Contributing + LDA PR (maybe) - Githubissues

AtheMathmo / rusty-machine

Machine Learning library for Rust

https://crates.io/crates/rusty-machine/

MIT License

1.25k stars 153 forks source link

Contributing + LDA PR (maybe) #15

Closed EntilZha closed 8 years ago

EntilZha commented 8 years ago

Saw your post on reddit + browsing around crates.io for different packages.

Is there a reason why the linear algebra library isn't split out? Just for simplicity? Seems like there isn't a Rust standard linalg library so that might be helpful (nalgebra seems focused on low-dimensionality)
How does this compare to https://github.com/maciejkula/rustlearn?
What kind of algorithms are missing, but you're looking at add?

Related to the last one, I do/did some research and implementation work for Topic Modeling with Latent Dirichlet Allocation. I might be interested in learning rusty-machine more by implementing and contributing to it. Good places to get started with code?

AtheMathmo commented 8 years ago

Hey!

I had initially grouped them together for simplicity when I started out. Now there is no (good) reason why they shouldn't be separated - I just haven't got round to it yet.
Good question! I haven't tried using rustlearn myself but it seems a little more polished in terms of performance - it makes use of sparse matrices and (I believe) uses some bindings to blas and lapack. It also adds some support for cross validation, which is awesome. With rusty-machine I wanted to try and provide a wide range of out the box algorithms that are easy for users to tweak and customise. I'm still working on achieving that well but I'm getting there. I've also tried to provide the tools for people to make their own models and plug into existing library components (i.e. use existing gradient descent algorithms).
Anything! I've hit a point now where my focus for a while is going to be cleaning up the existing algorithms. Specifically GLMs need some love (managing convergence conditions and failure cases), and SVMs could use some attention (they are currently using a very simple sub-gradient method). After that I'll turn my attention to playing around with the neural networks a bit more.

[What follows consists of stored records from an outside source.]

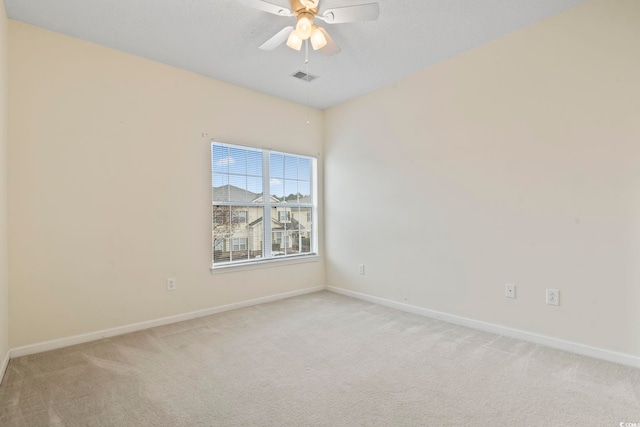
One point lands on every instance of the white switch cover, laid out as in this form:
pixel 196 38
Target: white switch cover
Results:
pixel 510 291
pixel 553 297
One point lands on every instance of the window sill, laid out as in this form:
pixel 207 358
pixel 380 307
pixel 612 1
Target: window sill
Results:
pixel 272 262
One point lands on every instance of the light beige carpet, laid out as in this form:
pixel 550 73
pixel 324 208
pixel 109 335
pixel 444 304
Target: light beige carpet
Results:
pixel 317 360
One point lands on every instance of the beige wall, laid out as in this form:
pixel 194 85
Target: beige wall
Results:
pixel 4 275
pixel 110 183
pixel 516 163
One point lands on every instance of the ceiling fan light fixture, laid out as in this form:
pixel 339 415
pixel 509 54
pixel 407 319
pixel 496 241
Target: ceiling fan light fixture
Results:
pixel 318 40
pixel 304 25
pixel 294 41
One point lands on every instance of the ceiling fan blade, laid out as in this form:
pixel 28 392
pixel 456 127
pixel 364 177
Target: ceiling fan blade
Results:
pixel 360 12
pixel 331 48
pixel 279 38
pixel 266 7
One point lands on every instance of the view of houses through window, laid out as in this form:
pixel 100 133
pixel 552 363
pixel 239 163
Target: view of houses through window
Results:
pixel 246 225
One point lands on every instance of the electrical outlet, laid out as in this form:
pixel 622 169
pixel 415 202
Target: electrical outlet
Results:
pixel 553 297
pixel 510 291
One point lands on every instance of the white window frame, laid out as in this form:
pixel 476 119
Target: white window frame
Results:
pixel 240 217
pixel 242 243
pixel 267 253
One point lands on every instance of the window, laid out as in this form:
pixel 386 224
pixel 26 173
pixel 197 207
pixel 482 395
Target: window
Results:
pixel 239 243
pixel 240 217
pixel 283 216
pixel 263 205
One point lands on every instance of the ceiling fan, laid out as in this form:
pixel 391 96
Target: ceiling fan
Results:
pixel 305 12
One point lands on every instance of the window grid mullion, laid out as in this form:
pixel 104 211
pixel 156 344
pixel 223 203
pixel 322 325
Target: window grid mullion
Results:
pixel 266 206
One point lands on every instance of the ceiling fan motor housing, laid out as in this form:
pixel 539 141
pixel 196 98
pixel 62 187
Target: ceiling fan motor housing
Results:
pixel 298 6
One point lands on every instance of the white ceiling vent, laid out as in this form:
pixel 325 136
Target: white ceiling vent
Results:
pixel 304 76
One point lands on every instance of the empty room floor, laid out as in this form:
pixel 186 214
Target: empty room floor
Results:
pixel 320 359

It would be awesome to see LDA added and I'm happy to talk through specifically what you need and where to find it. I'm not super familiar with LDA but I think you should be able to use the UnSupModel trait as a framework for the model. You can check out the k-means model for an example.

EntilZha commented 8 years ago

Thanks for answers! I was also interested after looking at the code if there is a particular API you are drawing inspiration from (eg SKLearn)? Similar question, are there any/many text pre-processing methods or is that another area good for contribution? Also related, how easy would it be to create infrastructure for ML Pipelines (like SKLearn Pipeline or ML Pipelines in Spark)?

AtheMathmo commented 8 years ago

I didn't directly base the API off of any other tools I'd used - however a lot of them definitely provided inspiration. I guess I wanted to provide the simplicity of R (when fitting linear models for example) with the expressiveness of sklearn. I find sklearn a little hard to use at times because of the overwhelming number of ways to use a model. Of course this isn't necessarily a downside but motivated my initial idea of trying to achieve this without a bloated API. As time goes on maybe these goals will change.

I started playing around with text preprocessing but didn't get very far. My plan was to integrate this into rusty-machine (I took a lot of inspiration from pandas for this). I'll probably go back to it at some point. I believe there are some other existing libraries like Cuticula from AutumnAI - I haven't really looked at those properly.

I'm not sure how hard the pipeline stuff would be. I've thought about it a little but before I could consider it seriously I'd have to think about how I'm handling data inputs and outputs to the models. I'm sure it is very possible but it hasn't been a priority for me so far.

AtheMathmo commented 8 years ago

Hey @EntilZha. Are you still interested in contributing? It's no problem if not, just want to know if I should keep this issue open.

EntilZha commented 8 years ago

I am still interested in contributing, but have been busy with PhD schoolwork/research for the past couple weeks. I am fine with keeping this open or closing it, and when I have something ready submitting a PR

AtheMathmo commented 8 years ago

Awesome! I'll keep the ticket open but I won't keep pestering you - you sound busy. Take your time :)

AtheMathmo commented 8 years ago

Hey @EntilZha . I'm going to close off this ticket - as otherwise I'm worried I'll forget to later! It would be great if you do contribute but no pressure. If I can help at all let me know!